Our Work-From-Home Stocks Knocked It Out of the Park
When we first recommended these six work-from-home stocks, we had no idea how much the coronavirus would change the way we work.
But we knew businesses would need programs and tools to ensure operations ran smoothly, and productivity didn’t collapse.
And, boy, did that pay off. Here’s how our recommendations have done so far:
- Docusign Inc. (Nasdaq: DOCU) — This electronic agreement company has been a big winner during the COVID-19 pandemic. The share price has jumped from $70.94 when we recommended it to $188.18 — a 165% gain!
- Zoom Video Communications Inc. (Nasdaq: ZM) — This video conferencing platform took a hit early as its software made it vulnerable to hackers accessing video calls (zoombombing). But it’s climbed 120% since we suggested you buy it.
- Cloudera Inc. (Nasdaq: CLDR) — Cloudera develops software to keep business data secure. Buying the company when we recommended it netted you an 81% gain.
- Slack Technologies Inc. (NYSE: WORK) — This company provides chat, video and file sharing in one dashboard (Full disclosure: We use Slack at Money & Markets.) Its shares have jumped 73% since March 18.
- Ringcentral Inc. (NYSE: RNG) — The company provides cloud-based call routing and video conferencing (Full disclosure: We use it at Money & Markets), and it has gained 57% since March.
- Dropbox Inc. (Nasdaq: DBX) — This company’s cloud-sharing platform allows you to store and share documents, videos, music, images and just about any other file type, securely. It has risen almost 20% since March.
Didn’t Buy Our Work-From-Home Stocks in March? That’s OK
If you followed our recommendations, that’s great. Enjoy those gains.
If you missed out, that’s OK too. These companies will keep growing.

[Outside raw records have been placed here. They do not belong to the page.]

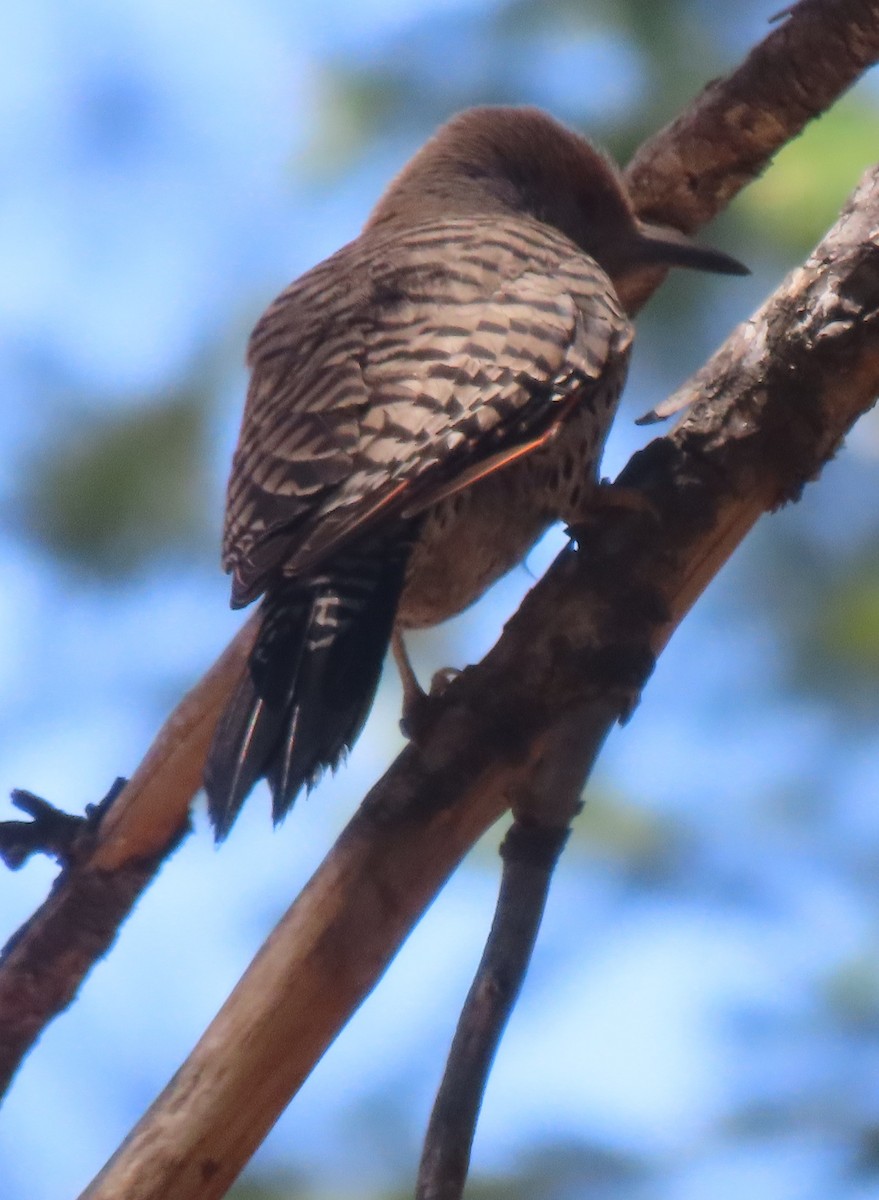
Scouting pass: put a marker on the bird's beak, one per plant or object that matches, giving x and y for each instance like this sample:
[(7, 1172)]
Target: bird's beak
[(667, 246)]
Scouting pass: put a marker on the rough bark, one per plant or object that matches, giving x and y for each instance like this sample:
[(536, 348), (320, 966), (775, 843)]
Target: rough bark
[(710, 481), (778, 397)]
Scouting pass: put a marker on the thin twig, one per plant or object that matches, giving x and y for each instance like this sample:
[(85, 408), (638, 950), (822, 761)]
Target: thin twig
[(530, 855), (837, 40), (796, 376)]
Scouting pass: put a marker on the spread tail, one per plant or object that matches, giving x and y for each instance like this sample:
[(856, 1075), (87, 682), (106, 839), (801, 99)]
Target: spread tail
[(310, 683)]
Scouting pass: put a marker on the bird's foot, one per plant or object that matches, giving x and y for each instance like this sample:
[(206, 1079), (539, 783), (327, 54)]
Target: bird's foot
[(611, 503), (51, 831), (419, 707), (441, 681)]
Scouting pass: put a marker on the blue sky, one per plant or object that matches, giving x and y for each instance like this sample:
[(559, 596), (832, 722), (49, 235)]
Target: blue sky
[(159, 189)]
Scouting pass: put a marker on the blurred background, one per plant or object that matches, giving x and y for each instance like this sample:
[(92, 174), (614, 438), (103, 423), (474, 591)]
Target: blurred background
[(703, 1013)]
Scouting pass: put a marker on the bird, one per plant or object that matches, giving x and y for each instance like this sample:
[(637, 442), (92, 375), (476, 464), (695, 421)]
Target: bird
[(423, 405)]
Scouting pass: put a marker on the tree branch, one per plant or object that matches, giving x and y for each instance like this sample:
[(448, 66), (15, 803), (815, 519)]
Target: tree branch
[(783, 393), (52, 953)]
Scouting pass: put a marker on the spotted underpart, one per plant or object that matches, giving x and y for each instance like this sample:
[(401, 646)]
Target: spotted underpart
[(423, 405)]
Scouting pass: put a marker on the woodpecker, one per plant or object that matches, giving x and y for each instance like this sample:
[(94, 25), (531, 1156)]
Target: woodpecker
[(423, 406)]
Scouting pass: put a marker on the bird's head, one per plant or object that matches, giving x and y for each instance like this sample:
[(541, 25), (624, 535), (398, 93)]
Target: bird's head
[(514, 161)]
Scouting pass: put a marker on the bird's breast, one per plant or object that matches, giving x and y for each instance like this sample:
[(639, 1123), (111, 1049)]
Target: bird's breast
[(472, 538)]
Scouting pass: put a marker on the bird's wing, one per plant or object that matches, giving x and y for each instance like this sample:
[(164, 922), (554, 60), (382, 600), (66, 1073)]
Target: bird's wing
[(425, 369)]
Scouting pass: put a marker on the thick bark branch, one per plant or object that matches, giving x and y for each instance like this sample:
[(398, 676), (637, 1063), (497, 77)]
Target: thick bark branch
[(436, 801), (782, 394)]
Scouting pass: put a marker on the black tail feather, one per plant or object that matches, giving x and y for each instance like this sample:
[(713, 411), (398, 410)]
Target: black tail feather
[(311, 682)]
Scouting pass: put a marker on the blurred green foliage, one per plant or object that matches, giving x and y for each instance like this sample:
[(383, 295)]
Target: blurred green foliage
[(111, 497), (113, 493)]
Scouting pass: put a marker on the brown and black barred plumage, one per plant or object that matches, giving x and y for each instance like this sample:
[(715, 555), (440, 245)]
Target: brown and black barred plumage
[(423, 405)]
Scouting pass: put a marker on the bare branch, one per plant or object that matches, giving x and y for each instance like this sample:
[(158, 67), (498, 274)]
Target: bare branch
[(52, 953), (790, 383)]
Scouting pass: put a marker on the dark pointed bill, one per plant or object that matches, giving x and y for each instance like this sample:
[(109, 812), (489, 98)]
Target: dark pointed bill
[(670, 247)]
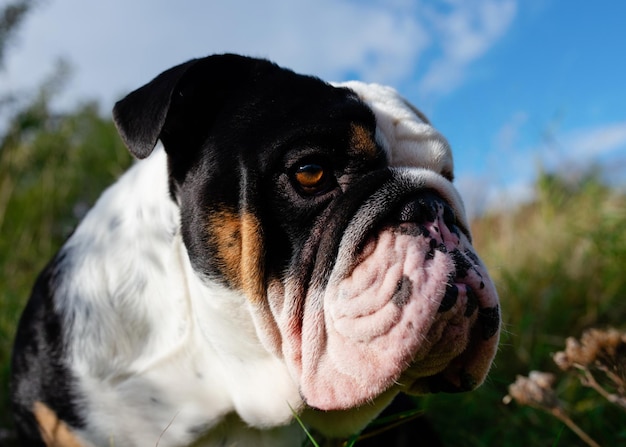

As a second phase of lockdowns goes into effect in some states, businesses will keep employees home for their safety. And the companies listed above provide the services to do it.
Once we are past the coronavirus pandemic, businesses will remain in a cost-cutting mode. Allowing employees to work from home is a great place to start.
So, if you bought into these companies in March, keep hanging on … more gains are on the way.
If you didn’t, consider buying these work-from-home stocks now to realize future profits as remote work remains the norm.